O balanço que nos revelou o amor
Viajamos quase 24 horas. A estrada, felizmente, era boa. Comemos boa comida, bebemos boa água e sempre fomos bem atendidos. Gente educada, que acabou me cativando – prometi que voltaria.
Chegamos na capital e fomos para uma pousada. Descansamos e resolvemos sair para olhar o mar. Olhar o mar e respirar a cheiro diferente da maresia. Aquele cheiro que a gente sente ser real e ao mesmo tempo imaterial.
Almoçamos e logo depois pegamos a estrada – também uma boa estrada. Muitas novidades e coisas que nem sabíamos que existia. Afinal, são mais de 60 anos ausentes. Aliás, eu, ausente. Para a companhia tudo era novo.
Chegamos nas Queimadas e tudo me pareceu sem mudança alguma. Apenas o tempo parecia ter passado e mudado. Fomos recebidos por parentes que ainda vivem lá.
Apresentações feitas, me afastei um pouco do grupo – que estava se preparando para o café vespertino. Andei. Andei e andei mais ainda. Tive receio de me perder ou encontrar alguém que não me conhecesse e viesse me reprimir.
Um pouco mais afastado reconheci uma árvore que nos era familiar. Era tão familiar que parecia parte de nós – de mim e de ti. Era o nosso ingazeiro, ali mesmo aonde armávamos nosso balanço e aonde trocamos nossos primeiros beijos. No balanço viçoso do viçoso ingazeiro – enquanto nós, em pleno viço da juventude, trocávamos apenas ingênuos beijos.
Inacreditavelmente, o balanço continuava lá. Sozinho. Parecia esperar por nós. O ingazeiro, mais forte, mais envelhecido e com uma copa maior e por isso mais sombria.
Sentei no balanço e confesso, senti uma saudade enorme de ti – da tua infância, da tua beleza, da tua pureza e principalmente do que trocávamos todas as tardes.

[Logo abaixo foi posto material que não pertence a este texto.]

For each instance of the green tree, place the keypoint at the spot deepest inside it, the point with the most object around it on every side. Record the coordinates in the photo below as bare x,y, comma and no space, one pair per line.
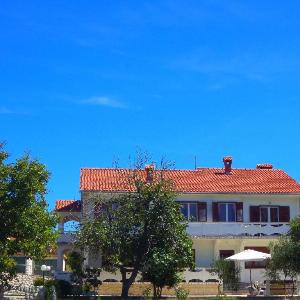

Saudades do balanço. Do nosso balanço e do ingazeiro.
* * *
O traque da minha infância
Os traques – nossos chips da alegria
Lembro bem. Eu corria para a porta. Para a meia porta que estava fechada. Meu pai acabava de chegar com ares de cansaço – tinha o hábito de andar a pé. Caminhava a pé, todas as manhãs, a caminho do trabalho. Voltava para casa de ônibus – apenas para, sentado, ler os jornais.
Chegava em casa e tirava de um dos bolsos das calças, uma caixinha de traques. Ele sabia que aquilo faria minha alegria e eu ficava feliz em ver a alegria que ele sentia em me fazer feliz.
Uma caixinha de traques – e eu sabia dentro de casa soltando os traques e espantando o gato que aboletou-se definitivamente da nossa casa. Fruto do bom tratamento que recebia.
Eu estourava um. Estourava dois, três, quatro cinco. Estourava quase todos, rindo e pulando de alegria – sem saber bem o por que. Afinal, um traque era apenas um traque. Mas, um traque é apenas um traque, para um adulto. Para uma criança, um traque é muito mais que apenas um traque.
Eu tinha o hábito de guardar dois traques. Um para estourar depois do jantar e outro para estourar antes de deitar para dormir. Antes da oração noturna – naquele tempo que já vai longe, algo sagrado que as mães impunham aos filhos.
– Mãe, antes da reza, posso soltar meu traque?
– Pode. Vá soltar o traque. Mas não demore!
Era como uma alforria para a vida e um reconhecimento do direito à liberdade. Eu estourava, finalmente, o último traque e voltava para a oração.
– “Pai nosso, que estás nos céus…….”
Nunca consigo me lembrar de ter algum dia terminado a oração. Adormecia antes. E sonhava com mais uma caixa de traques no início da noite do dia seguinte.